Die Höfe von Longo maï stehen in der Regel in ehemals vernachlässigten Bergregionen von Europa, die aber inzwischen teilweise einen Aufschwung genommen haben.
Ökonomisches System der selbstverwalteten Kooperativen
Als dritter Themenschwerpunkt der Ausstellung wird das ökonomische System von Longo maï vorgestellt, welches sich teilweise markant von den üblichen Organisationsformen marktwirtschaftlicher Betriebe unterscheidet. Beispielsweise ist innerhalb von Longo maï für die Mitglieder kein Privatbesitz an Boden oder Gebäuden vorgesehen. Alles Land ist Eigentum der Stiftung und kann daher von den Mitgliedern auch nicht verkauft oder an ihre Kinder vererbt werden. Die Mitglieder von Longo maï zahlen sich keinen Lohn, gemeinsam übernehmen sie stattdessen die Ausgaben für ihren täglichen Bedarf. Nach wie vor wird der Selbstversorgung mit landwirtschaftlichen Produkten ein hoher Wert zugemessen. Zur Denkweise von Longo maï gehört, dass Gäste, die für ihren Aufenthalt nichts bezahlen müssen, in den Kooperativen immer willkommen sind.
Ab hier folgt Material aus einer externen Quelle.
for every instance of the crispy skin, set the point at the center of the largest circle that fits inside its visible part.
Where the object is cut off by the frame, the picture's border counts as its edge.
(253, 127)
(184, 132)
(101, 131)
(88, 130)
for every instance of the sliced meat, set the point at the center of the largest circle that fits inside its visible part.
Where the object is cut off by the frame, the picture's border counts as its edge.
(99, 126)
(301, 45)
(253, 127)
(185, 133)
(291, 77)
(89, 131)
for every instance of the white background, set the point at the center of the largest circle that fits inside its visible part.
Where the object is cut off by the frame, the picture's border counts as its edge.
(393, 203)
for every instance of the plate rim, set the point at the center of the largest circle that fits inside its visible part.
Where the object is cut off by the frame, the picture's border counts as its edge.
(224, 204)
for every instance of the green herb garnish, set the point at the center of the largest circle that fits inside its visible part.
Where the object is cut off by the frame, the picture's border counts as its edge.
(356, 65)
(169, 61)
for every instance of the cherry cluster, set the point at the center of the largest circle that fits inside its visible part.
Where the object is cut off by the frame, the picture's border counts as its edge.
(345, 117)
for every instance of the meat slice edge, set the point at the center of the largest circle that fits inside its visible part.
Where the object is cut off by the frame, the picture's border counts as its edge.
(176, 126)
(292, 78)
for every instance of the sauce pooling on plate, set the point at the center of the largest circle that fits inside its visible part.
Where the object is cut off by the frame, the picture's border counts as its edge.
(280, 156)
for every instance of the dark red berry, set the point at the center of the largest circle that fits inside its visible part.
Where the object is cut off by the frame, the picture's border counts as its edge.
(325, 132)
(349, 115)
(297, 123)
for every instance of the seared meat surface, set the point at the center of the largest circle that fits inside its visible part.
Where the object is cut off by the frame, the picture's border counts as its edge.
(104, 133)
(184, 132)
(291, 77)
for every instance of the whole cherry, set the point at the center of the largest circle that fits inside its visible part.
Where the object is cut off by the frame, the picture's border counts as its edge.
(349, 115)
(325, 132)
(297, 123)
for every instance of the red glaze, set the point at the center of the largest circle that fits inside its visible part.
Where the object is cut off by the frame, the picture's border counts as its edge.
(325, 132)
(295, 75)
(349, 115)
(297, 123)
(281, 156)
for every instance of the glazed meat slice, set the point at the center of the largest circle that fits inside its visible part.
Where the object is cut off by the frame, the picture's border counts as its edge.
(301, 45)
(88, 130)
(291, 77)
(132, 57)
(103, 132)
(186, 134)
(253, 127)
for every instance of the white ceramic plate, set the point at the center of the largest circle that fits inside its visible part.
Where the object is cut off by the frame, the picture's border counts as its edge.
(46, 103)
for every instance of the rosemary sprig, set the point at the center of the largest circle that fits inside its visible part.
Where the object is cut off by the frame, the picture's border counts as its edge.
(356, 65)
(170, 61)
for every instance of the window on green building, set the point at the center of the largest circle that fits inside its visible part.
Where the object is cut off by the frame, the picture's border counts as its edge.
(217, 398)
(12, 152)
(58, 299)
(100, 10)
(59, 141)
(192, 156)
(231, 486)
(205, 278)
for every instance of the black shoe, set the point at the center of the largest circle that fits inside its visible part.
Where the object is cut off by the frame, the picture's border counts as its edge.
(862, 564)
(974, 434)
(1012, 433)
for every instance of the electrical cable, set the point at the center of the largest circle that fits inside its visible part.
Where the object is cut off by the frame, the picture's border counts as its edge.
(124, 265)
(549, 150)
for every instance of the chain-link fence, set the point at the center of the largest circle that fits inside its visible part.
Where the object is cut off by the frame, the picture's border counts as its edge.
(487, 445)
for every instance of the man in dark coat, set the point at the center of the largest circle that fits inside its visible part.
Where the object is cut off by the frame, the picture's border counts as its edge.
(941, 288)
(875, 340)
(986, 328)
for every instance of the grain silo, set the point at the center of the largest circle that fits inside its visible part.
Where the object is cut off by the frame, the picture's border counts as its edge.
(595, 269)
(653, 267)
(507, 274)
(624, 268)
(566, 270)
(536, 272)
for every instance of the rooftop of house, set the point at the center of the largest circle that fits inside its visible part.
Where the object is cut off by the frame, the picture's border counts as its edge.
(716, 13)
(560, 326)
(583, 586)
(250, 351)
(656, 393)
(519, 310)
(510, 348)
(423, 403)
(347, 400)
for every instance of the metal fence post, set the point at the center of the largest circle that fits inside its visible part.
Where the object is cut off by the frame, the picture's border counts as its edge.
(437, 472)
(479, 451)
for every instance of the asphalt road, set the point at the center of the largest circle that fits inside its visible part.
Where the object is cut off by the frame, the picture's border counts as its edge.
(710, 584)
Eine Wirtschaftlichkeit im klassischen Sinne wurde bei Longo maï nie angestrebt. Im Gegenteil, Longo maï möchte sich dem Trend der Dezimierung der Bauern durch die Agrarindustrie, welche Saatgut, Dünger, Wasser und die übrigen Ressourcen kontrolliert, entgegenstellen. Anstatt mit wenigen Menschen und dem Einsatz zahlreicher Maschinen einen möglichst hohen Geldbetrag zu erwirtschaften, setzt Longo maï auf das gegenteilige Konzept: Mit Menschenkraft und dem Einsatz natürlicher Ressourcen aus Boden, Wasser und Sonne Nahrungsmittel und Gebrauchsgüter zu produzieren.
Politische Interventionen
Longo maï will nicht nur durch das eigene Vorbild politisch wirken, sondern entwickelt selbst politische Aktionen in Transkarpatien, in Osteuropa, um das Mittelmeer und in Costa Rica. Ein Schwerpunkt der politischen Arbeit von Longo maï und dem eng kooperierenden Europäischen Bürgerforum (EBF) ist seit dem Jahr 2000 eine Sensibilisierungskampagne über das Schicksal der zumeist aus Afrika stammenden Landarbeiter in Andalusien, die in den Früchte- und Gemüseplantagen unter erbärmlichen Bedingungen beschäftigt werden. Seit den 1990er-Jahren unterhält Longo maï Kontakte in Mali und unterstützte später das Dorf Falea in seinem Kampf gegen eine Uranmine. Die Saatgutkampagne «Zukunft säen Vielfalt ernten» war gegen die europäischen Gesetze gerichtet, welche die Aneignung (Patentierung) des Saatgutes durch die grossen Konzerne ermöglicht hätten. Weiter setzt sich Longo maï für die Sans Papiers in verschiedenen Ländern ein und unterhält zahlreiche Kontakte mit verwandten Projekten.